To add or subtract vectors, simply add or subtract these components separately. If given vectors \(\underline{\mathbf{v_1}} = (x_1, y_1)\) and \(\underline{\mathbf{v_2}} = (x_2, y_2)\), the sum is \(\underline{\mathbf{v_1}} + \underline{\mathbf{v_2}} = (x_1 + x_2, y_1 + y_2)\).
Breaking vectors down in this way simplifies calculations and reveals the underlying geometric scenarios.

Magnitude and Direction Calculation

Once you have the components of a vector, you can easily find its **magnitude** and **direction**. This is a re-conversion to polar form to understand how long the resultant vector is and which direction it points.

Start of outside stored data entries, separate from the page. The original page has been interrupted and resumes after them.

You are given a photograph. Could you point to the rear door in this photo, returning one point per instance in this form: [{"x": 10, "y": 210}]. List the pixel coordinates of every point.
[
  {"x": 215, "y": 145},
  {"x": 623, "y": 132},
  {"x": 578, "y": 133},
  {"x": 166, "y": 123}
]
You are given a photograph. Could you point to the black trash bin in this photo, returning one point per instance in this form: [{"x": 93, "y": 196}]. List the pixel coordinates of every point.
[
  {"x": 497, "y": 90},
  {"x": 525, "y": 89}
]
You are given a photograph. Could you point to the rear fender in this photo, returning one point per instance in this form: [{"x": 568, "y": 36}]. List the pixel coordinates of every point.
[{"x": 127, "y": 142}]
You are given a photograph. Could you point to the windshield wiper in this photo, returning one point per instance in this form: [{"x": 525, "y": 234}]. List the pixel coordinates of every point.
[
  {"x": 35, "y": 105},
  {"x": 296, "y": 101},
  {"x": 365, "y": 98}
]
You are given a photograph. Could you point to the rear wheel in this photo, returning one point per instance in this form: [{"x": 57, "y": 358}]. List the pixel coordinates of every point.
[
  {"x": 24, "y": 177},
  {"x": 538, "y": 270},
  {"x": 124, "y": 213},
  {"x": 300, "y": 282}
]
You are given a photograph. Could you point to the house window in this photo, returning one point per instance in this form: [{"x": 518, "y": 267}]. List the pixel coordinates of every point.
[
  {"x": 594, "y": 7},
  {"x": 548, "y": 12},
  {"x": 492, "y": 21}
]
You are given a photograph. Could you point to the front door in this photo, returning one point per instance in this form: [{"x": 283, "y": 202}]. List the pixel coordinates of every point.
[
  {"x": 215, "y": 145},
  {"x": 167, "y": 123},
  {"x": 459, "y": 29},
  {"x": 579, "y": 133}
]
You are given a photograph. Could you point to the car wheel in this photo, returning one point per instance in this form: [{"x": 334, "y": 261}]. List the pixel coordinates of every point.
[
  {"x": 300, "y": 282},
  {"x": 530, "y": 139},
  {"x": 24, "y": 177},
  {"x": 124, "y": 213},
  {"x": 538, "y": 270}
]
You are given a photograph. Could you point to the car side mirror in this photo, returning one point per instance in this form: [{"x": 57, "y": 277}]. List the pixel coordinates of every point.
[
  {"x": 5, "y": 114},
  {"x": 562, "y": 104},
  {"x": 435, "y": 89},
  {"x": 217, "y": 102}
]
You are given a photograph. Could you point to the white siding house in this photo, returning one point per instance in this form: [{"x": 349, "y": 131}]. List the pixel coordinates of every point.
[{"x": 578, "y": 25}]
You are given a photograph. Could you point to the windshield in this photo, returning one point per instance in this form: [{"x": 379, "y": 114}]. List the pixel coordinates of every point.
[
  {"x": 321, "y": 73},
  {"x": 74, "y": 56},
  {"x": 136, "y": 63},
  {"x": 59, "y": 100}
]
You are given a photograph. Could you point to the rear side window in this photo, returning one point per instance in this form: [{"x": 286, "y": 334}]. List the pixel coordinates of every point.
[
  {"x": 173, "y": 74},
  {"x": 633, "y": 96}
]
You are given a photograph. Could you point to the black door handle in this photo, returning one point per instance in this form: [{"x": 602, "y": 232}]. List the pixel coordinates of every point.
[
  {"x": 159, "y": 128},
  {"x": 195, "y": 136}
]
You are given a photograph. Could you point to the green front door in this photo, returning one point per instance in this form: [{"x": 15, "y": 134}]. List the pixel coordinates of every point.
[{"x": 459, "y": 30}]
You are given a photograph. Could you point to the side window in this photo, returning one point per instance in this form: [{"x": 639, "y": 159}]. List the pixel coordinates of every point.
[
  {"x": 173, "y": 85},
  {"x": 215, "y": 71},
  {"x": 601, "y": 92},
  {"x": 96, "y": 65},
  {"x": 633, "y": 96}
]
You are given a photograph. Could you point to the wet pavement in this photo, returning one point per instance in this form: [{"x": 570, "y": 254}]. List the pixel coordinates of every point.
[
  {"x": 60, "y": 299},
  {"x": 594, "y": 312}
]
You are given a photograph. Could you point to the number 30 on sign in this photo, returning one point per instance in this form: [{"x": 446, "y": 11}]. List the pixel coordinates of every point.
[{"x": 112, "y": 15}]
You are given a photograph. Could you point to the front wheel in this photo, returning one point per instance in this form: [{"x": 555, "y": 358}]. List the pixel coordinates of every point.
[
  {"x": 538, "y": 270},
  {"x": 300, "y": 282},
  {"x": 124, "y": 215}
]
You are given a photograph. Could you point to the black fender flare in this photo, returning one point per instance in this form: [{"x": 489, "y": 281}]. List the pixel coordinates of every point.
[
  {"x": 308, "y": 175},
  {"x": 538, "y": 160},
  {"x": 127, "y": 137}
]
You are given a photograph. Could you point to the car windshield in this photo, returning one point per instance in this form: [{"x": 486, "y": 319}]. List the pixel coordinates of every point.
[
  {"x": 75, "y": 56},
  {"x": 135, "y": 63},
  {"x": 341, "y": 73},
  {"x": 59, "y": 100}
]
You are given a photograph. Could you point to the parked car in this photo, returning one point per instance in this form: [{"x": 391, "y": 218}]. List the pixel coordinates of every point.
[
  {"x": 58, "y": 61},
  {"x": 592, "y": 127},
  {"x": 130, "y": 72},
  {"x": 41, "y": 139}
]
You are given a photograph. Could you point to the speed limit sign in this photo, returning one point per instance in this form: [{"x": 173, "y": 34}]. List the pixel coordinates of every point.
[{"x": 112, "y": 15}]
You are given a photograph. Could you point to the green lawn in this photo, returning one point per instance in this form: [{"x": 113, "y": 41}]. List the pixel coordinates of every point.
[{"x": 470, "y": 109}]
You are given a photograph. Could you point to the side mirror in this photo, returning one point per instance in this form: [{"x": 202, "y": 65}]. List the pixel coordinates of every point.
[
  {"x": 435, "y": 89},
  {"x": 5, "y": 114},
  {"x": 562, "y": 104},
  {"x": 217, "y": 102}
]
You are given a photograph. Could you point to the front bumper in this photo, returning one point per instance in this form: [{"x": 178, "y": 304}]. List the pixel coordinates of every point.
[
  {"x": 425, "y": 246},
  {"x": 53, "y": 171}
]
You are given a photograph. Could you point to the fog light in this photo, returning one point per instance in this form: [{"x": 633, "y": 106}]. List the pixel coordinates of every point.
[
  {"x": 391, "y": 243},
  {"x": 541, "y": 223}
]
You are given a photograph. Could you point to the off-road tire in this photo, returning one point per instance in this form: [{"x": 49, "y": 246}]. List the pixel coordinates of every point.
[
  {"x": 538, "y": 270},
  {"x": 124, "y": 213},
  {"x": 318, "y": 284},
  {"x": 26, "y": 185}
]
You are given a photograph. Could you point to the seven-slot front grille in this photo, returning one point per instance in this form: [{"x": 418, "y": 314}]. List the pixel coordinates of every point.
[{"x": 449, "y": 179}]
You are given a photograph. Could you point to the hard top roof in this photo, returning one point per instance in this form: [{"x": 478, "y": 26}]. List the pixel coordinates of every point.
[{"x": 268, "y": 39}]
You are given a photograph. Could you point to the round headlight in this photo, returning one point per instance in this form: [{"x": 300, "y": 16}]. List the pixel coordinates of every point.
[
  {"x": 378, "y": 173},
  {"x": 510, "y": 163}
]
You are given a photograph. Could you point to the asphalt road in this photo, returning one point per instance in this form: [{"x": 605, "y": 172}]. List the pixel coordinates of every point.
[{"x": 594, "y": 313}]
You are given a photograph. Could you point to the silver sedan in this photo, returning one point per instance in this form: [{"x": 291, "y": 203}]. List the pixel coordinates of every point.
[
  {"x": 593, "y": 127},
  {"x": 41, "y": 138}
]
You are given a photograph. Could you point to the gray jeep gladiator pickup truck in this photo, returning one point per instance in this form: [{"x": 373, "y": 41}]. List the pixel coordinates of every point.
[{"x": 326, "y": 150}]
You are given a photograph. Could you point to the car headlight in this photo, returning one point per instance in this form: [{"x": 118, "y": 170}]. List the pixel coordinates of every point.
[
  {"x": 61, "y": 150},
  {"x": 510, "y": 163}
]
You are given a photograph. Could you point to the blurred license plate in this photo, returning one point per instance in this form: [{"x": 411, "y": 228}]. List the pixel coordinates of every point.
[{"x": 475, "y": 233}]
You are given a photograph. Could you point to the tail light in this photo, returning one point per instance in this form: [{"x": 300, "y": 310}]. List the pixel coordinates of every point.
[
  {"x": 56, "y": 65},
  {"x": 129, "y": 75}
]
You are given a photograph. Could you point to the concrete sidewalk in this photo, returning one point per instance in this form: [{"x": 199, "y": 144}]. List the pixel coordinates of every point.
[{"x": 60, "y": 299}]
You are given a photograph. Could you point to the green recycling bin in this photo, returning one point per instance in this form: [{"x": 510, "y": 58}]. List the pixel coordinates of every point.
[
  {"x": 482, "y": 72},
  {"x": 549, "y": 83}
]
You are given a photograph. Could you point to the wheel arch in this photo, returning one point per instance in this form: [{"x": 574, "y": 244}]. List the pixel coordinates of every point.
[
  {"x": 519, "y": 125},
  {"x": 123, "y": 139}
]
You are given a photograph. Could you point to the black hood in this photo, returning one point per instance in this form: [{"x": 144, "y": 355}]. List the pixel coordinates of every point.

To find the magnitude of a vector with components \(x\) and \(y\), use the Pythagorean theorem: \[|\underline{\mathbf{v}}| = \sqrt{x^2 + y^2}\]
This gives the vector's length, similar to finding the hypotenuse of a right triangle.

For the direction, utilize the tangent function to find the angle \(\theta\) the vector makes with the x-axis:
\[\theta = \text{arctan} \left( \frac{y}{x} \right)\]

This angle defines the vector's direction in a standard polar coordinate framework. Remember, depending on which quadrant your resultant vector lies in, you might need to adjust the angle for correct directional interpretation.
Combining these two measurements allows you to fully understand the vector's orientation and size, completing your vector operation analysis.